Getting a DFS from a BFS?

Question

Is it possible to get a DFS doing a BFS search? If I just use a stack and then pop them out wouldn't it come out in DFS order?

I am trying to do a DFS search but I only have an adjacency list with outgoing edges, so I don't know how to get the indegree of every vertex.

0: 2,4 1: none 2: 1,3 3: none 4: none

so 0 has outgoing edges to 2 and 4.

I'm kinda lost and thought if I did BFS search using a stack I would get a DFS and then the topological order.

Answer 1

If you take a classic BFS algorithm and replace the FIFO queue with a LIFO stack, you will indeed get DFS vertex discovery order - so called DFS pre-ordering. I.e. the order in which your algorithm will visit graph vertices for the very first time will be exactly the same as in DFS.

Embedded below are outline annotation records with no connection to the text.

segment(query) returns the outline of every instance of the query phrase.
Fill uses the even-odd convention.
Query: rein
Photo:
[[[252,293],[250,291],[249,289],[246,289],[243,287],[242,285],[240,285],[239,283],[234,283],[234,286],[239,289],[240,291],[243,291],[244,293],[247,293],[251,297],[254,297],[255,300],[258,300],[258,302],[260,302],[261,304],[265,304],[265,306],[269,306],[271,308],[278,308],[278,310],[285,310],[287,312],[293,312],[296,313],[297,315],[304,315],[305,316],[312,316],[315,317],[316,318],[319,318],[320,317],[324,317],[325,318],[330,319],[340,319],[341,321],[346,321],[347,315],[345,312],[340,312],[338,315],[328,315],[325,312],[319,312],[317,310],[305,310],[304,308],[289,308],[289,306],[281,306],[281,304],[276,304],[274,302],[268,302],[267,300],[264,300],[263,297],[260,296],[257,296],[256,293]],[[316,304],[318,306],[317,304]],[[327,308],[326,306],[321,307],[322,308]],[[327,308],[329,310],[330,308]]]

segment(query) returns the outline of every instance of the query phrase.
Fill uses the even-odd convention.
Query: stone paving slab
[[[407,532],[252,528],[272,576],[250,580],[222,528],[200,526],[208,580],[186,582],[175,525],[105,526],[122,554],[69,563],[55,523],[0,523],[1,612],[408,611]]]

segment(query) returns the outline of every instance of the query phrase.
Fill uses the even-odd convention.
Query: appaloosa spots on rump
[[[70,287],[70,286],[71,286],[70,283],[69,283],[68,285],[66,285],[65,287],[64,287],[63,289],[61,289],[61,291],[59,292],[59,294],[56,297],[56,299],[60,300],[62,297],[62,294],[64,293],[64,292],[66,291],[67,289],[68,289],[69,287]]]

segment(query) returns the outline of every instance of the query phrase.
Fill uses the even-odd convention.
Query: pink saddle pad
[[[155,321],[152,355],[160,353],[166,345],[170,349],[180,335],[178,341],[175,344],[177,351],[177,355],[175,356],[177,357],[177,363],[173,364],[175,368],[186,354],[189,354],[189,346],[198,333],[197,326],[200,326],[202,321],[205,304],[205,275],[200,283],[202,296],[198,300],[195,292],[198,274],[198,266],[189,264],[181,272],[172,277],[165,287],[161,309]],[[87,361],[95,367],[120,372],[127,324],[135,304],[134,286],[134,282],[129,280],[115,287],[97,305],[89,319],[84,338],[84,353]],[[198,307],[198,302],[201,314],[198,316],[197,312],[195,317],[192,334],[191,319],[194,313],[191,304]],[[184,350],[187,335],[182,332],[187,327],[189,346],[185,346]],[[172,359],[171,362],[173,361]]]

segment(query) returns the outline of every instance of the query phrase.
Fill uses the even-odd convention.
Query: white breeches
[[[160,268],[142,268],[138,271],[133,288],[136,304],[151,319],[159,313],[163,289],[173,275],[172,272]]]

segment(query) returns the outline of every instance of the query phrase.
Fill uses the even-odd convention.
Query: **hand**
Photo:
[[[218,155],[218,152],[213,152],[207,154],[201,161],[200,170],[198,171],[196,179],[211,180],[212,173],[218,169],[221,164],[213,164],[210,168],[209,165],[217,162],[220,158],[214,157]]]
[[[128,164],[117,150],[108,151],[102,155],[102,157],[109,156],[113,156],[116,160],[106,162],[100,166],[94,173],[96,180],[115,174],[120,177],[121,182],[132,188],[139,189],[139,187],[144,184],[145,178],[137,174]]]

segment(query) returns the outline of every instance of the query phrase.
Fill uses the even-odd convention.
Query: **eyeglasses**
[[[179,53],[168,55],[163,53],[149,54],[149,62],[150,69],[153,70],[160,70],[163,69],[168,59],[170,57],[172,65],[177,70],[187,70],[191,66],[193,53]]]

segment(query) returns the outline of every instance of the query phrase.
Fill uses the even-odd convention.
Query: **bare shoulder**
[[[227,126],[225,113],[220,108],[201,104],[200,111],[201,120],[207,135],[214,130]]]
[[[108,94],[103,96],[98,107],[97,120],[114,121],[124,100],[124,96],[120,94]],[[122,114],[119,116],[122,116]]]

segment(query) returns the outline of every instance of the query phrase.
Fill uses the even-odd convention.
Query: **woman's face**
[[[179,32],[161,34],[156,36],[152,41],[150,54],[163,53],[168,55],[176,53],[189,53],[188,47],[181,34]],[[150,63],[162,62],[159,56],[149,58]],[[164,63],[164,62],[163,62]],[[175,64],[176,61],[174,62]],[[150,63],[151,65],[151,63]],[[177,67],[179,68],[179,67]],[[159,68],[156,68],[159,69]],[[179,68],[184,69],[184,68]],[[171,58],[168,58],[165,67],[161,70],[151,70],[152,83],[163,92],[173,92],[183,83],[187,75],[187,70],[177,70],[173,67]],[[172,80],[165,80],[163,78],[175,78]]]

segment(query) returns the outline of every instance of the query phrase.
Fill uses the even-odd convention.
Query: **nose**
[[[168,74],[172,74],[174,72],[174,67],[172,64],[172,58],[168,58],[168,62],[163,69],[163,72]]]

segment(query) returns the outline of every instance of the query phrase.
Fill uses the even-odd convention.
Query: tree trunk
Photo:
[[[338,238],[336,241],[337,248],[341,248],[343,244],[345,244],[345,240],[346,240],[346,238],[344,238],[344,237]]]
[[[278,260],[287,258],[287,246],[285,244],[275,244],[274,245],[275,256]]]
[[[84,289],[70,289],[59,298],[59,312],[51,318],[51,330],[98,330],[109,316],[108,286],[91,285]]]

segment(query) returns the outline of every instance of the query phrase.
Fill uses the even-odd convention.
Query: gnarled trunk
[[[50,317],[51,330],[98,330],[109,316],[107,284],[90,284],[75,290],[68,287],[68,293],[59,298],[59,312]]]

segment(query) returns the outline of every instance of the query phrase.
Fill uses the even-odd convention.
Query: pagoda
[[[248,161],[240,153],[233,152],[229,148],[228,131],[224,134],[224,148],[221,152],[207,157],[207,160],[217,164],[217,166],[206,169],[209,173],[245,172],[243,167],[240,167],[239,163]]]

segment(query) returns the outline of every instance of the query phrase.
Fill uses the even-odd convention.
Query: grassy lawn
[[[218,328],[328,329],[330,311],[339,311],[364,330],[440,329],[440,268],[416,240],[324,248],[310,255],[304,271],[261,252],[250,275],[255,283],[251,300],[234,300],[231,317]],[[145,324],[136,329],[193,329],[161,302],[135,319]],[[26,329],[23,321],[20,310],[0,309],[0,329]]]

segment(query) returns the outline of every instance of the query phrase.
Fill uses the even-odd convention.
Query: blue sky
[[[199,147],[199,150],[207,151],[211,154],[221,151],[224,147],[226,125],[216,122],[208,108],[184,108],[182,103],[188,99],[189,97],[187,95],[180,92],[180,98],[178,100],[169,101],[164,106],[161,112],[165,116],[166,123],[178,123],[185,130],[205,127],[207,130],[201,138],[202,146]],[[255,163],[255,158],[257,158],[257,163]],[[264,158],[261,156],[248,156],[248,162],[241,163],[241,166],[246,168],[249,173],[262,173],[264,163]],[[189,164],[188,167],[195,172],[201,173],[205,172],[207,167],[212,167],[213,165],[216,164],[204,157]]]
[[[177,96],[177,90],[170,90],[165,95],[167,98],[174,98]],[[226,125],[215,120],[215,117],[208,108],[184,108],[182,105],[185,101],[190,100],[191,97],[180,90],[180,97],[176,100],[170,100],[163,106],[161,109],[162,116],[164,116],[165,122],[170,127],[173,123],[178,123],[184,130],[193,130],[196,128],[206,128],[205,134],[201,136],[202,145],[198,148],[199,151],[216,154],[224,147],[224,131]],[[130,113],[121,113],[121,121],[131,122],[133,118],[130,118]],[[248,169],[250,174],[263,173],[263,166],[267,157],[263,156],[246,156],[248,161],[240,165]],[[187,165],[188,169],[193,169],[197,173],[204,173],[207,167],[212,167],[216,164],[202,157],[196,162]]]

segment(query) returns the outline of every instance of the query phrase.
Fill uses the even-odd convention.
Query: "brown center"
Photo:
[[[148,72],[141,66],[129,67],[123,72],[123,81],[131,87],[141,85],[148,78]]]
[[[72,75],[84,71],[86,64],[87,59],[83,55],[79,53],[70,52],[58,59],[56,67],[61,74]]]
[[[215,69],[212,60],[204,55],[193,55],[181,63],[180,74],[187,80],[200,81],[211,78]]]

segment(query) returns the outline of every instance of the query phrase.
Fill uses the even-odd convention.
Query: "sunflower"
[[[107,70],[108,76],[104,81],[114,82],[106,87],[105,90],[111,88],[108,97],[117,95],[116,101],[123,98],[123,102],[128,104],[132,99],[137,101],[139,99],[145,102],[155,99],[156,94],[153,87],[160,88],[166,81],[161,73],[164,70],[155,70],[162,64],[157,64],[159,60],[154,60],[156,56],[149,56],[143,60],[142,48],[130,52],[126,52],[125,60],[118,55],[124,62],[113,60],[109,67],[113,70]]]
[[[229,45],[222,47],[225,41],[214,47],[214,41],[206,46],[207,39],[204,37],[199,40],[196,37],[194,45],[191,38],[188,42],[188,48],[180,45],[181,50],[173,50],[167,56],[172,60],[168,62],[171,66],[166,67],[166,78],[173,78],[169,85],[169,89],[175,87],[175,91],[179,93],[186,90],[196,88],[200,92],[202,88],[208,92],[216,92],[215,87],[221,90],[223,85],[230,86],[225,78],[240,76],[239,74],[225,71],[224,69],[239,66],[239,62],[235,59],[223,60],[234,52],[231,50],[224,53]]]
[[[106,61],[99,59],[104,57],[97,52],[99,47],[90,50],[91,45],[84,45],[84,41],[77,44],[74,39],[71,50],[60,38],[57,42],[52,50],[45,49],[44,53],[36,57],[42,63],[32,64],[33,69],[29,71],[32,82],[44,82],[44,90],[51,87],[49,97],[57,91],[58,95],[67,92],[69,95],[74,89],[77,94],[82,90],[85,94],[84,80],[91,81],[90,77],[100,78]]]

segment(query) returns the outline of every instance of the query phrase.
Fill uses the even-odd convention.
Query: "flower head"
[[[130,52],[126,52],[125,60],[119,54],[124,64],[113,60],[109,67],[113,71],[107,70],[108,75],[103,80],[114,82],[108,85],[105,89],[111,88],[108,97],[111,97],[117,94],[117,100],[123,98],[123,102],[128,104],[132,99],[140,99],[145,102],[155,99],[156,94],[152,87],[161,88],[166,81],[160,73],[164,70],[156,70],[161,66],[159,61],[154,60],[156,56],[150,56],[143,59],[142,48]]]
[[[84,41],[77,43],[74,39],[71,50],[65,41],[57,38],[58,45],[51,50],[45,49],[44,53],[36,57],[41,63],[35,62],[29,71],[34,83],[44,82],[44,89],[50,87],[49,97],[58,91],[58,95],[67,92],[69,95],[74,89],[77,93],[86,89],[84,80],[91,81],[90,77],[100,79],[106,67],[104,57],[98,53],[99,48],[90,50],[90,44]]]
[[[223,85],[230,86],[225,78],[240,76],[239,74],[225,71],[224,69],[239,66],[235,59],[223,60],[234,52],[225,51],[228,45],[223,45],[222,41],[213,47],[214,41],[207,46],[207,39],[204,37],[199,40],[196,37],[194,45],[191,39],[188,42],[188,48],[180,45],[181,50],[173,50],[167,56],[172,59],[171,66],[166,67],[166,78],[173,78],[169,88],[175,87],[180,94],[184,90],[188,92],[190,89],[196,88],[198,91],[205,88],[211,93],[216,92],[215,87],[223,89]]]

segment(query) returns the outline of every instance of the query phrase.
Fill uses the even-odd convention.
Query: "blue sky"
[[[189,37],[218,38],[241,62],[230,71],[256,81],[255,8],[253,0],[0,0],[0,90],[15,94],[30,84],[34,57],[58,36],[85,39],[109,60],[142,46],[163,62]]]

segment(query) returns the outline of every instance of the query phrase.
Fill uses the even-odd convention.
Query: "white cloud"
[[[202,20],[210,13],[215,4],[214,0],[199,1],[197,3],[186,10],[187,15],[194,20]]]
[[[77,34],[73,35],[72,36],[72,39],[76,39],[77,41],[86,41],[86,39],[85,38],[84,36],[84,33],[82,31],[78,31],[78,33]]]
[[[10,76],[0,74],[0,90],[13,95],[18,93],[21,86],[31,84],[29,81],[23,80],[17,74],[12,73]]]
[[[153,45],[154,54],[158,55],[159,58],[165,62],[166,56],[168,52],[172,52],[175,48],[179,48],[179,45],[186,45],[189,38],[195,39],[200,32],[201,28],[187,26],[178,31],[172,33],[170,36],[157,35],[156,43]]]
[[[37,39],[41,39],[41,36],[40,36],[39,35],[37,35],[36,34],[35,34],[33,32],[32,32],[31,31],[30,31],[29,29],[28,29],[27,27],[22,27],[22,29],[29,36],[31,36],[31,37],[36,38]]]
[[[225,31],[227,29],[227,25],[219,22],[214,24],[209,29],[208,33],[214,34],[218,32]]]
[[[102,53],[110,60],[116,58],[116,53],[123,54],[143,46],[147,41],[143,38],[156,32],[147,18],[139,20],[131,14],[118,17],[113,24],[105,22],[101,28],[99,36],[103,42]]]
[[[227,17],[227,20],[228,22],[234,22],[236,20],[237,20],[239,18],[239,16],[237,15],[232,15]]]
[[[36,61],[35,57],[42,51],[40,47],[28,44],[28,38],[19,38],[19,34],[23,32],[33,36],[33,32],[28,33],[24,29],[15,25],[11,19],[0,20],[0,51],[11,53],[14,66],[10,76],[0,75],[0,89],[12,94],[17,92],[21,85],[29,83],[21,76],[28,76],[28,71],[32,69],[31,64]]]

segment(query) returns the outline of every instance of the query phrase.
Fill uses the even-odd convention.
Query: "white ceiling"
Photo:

However, this will not give you DFS memory usage and will not give you post-ordering of vertices - other extremely important properties of the classic DFS algorithm (Why is depth-first search claimed to be space efficient?)

In other words, it is completely incorrect to claim that replacing the BFS queue with a stack will turn BFS into DFS. These algorithms in their canonical form have completely different internal structures. What you will obtain through such replacement is a pseudo-DFS algorithm, which will successfully simulate DFS pre-ordering, but will not provide you with DFS post-ordering.

So it is a question of what you are trying to use it for. Do you need DFS post-ordering?

And it looks like you actually do. The classic toposort algorithm is based specifically on using the vertex post-ordering generated by DFS. The toposort order is the order in which the classic DFS algorithm makes its very last visit to each vertex. This immediately means that your pseudo-DFS will not work for that purpose.

There's probably some way to "whip it into submission" and somehow make it work by adding bunch of crutches here and there, but it is simply not worth it. Just take the classic genuine DFS and use it. It will do it in much more simple, elegant and efficient manner.

Answer 2

When done iteratively, the only difference between DFS and BFS is the data structure used to store to the vertices that will be processed in future iterations.

Use a queue and you get BFS, use a stack and you get DFS.

def bfs(g, start):
   discovered = [False] * (len(g) + 1)
   processed = [False] * (len(g) + 1)
   parents = [-1] * (len(g) + 1)
   discovered[start] = True
   q = deque()   #Different line
   q.append(start)
   while len(q) > 0:
    v = q.popleft() #Different line
    print "Visited:" + str(v)
    # process_ve(v)
    nbors = g[v]
    for n in nbors:
        if not p[n]:
            # process_edge((v,n))
            print ((v, n))
        if not discovered[n]:
            discovered[n] = True
            parents[n] = v
            q.append(n)
    # process_vl(v)
    processed[v] = True
    return parents

And DFS:

def dfs(g, start):
   discovered = [False] * (len(g) + 1)
   processed = [False] * (len(g) + 1)
   parents = [-1] * (len(g) + 1)
   discovered[start] = True
   q = list()  #Different line
   q.append(start)
   while len(q) > 0:
    v = q.pop()  #Different line
    print "Visited:" + str(v)
    # process_ve(v)
    nbors = g[v]
    for n in nbors:
        if not processed[n]:
            # process_edge((v,n))
            print ((v, n))
        if not discovered[n]:
            d[n] = True
            pts[n] = v
            q.append(n)
    # process_vl(v)
    processed[v] = True
    return parents

The examples in Python above should make that clear. The only difference between them is that we use a deque (Python's version of queue) in one and a list(Python's version of a stack) in the other.

The examples follow the algorithms as explained in The Algorithm Design Manual by Steve Skiena.